Un viaggio può rappresentare, nella vita di ciascuno, un’occasione ottimale per conoscere e incontrare gli altri e ciò che è diverso da noi; ma anche per conoscersi. Quel senso di precarietà che si insinua in ogni viaggio (breve o lungo che sia), a causa della momentanea lontananza dal luogo nel quale viviamo e che conosciamo, e dalle persone con cui abitualmente trascorriamo il nostro tempo, ci può rendere più sensibili a farci coinvolgere dall’altro e a misurarci con noi stessi e la nostra identità. Queste semplici considerazioni sul viaggio sono state stimolate in me dalla visione di due recenti film italiani usciti all’inizio della stagione 2006-2007: Nuovomondo di Emanuele Crialese e La stella che non c’è di Gianni Amelio, entrambi, registi di origine meridionale.

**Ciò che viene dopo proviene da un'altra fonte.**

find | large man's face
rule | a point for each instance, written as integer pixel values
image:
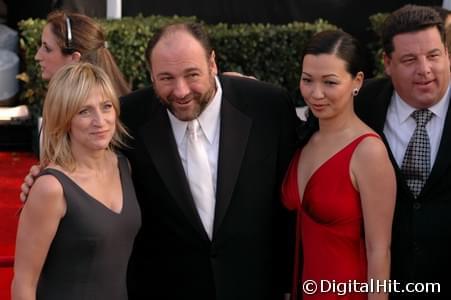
(183, 77)
(419, 67)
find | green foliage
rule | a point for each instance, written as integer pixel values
(268, 52)
(376, 21)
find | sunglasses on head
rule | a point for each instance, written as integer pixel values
(68, 49)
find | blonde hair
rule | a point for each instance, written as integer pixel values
(68, 90)
(89, 40)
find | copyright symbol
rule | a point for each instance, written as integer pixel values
(309, 287)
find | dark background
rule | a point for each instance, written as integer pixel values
(350, 15)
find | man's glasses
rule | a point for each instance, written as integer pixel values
(68, 49)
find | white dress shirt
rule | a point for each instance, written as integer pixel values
(400, 125)
(209, 121)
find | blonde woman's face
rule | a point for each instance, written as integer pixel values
(93, 126)
(49, 55)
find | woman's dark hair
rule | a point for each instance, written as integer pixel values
(344, 46)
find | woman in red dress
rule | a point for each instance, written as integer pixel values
(341, 181)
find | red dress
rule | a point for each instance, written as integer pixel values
(329, 227)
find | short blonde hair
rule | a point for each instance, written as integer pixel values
(68, 90)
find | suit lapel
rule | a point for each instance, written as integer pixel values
(375, 116)
(235, 130)
(443, 158)
(162, 148)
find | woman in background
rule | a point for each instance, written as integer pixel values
(73, 37)
(341, 181)
(77, 228)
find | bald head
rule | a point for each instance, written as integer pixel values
(168, 33)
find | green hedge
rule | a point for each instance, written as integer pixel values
(269, 52)
(375, 47)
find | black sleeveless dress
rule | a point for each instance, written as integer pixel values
(89, 255)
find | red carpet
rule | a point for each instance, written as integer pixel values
(13, 167)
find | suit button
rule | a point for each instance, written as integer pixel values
(416, 248)
(213, 253)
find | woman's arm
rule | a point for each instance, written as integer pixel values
(375, 179)
(38, 223)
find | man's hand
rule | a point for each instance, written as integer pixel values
(28, 182)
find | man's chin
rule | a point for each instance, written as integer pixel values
(185, 116)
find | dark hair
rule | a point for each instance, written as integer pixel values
(410, 18)
(443, 12)
(196, 30)
(344, 46)
(341, 44)
(77, 32)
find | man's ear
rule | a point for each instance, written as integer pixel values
(387, 63)
(212, 63)
(76, 56)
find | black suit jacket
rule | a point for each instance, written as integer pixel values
(421, 240)
(250, 252)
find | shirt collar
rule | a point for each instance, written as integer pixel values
(404, 110)
(208, 119)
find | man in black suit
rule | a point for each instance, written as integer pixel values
(249, 134)
(416, 60)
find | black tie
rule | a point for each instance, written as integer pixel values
(416, 164)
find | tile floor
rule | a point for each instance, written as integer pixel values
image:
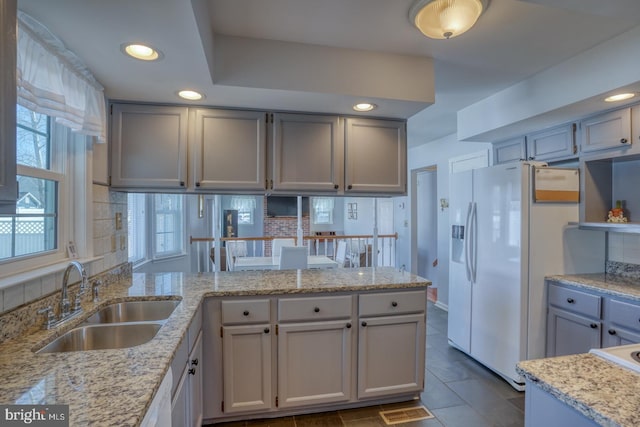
(458, 391)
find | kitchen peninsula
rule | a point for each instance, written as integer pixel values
(117, 386)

Una famiglia di poveri contadini che parte, all’inizio del Novecento, da un paesino povero della Sicilia profonda, per andare in America in cerca di una vita migliore, è la protagonista della pellicola di Crialese. Amelio, invece, filma le peripezie di un ingegnere italiano nella Cina contemporanea, perché spinto dal senso del dovere che gli impone di dover sostituire un pezzo difettoso di un altoforno, venduto ai cinesi e da lui stesso progettato. Due film, due viaggi, ambientati in tempi e contesti diversi: l’emigrazione verso l’America nel primo Novecento e la Cina dei giorni nostri che si affaccia prepotentemente nell’economia mondiale. Due storie che sembrano incrociarsi fra loro e poi allontanarsi. Se infatti, in entrambe, i protagonisti appaiono desiderosi di partire e carichi di fiducia, al loro arrivo dovranno fare i conti con la nuova realtà dei paesi in cui giungono. Infatti, la famiglia siciliana, dopo il definitivo allontanamento dalla sua Sicilia e l’avventuroso viaggio, pur pervenendo in un freddo e labirintico centro accoglienza immigrati di Ellis Island, retto da poliziotti, medici e assistenti che agiscono come tanti burocrati, permane pienamente salda ai propri valori e identità; invece il povero ingegnere sembra comprendere la propria pochezza e piccolezza e finisce per perdere ogni suo riferimento interiore. La Cina gli appare così vasta, multiforme e intenta ad inseguire lo sviluppo, da non curarsi dei traumi provocati da una (modernissima) alienazione, simboleggiata da palazzoni-alveari che svettano folti nelle sue fredde e grigie megalopoli. Questa Cina lo coinvolgerà, sconvolgendolo profondamente nell’animo e negli affetti.
Auguri a Gabriele Montemagno per questa nuova rubrica che si prospetta interessante. La leggerò con piacere.
Ringrazio molto Elektra per i suoi auguri. Un saluto a tutti, Gabriele.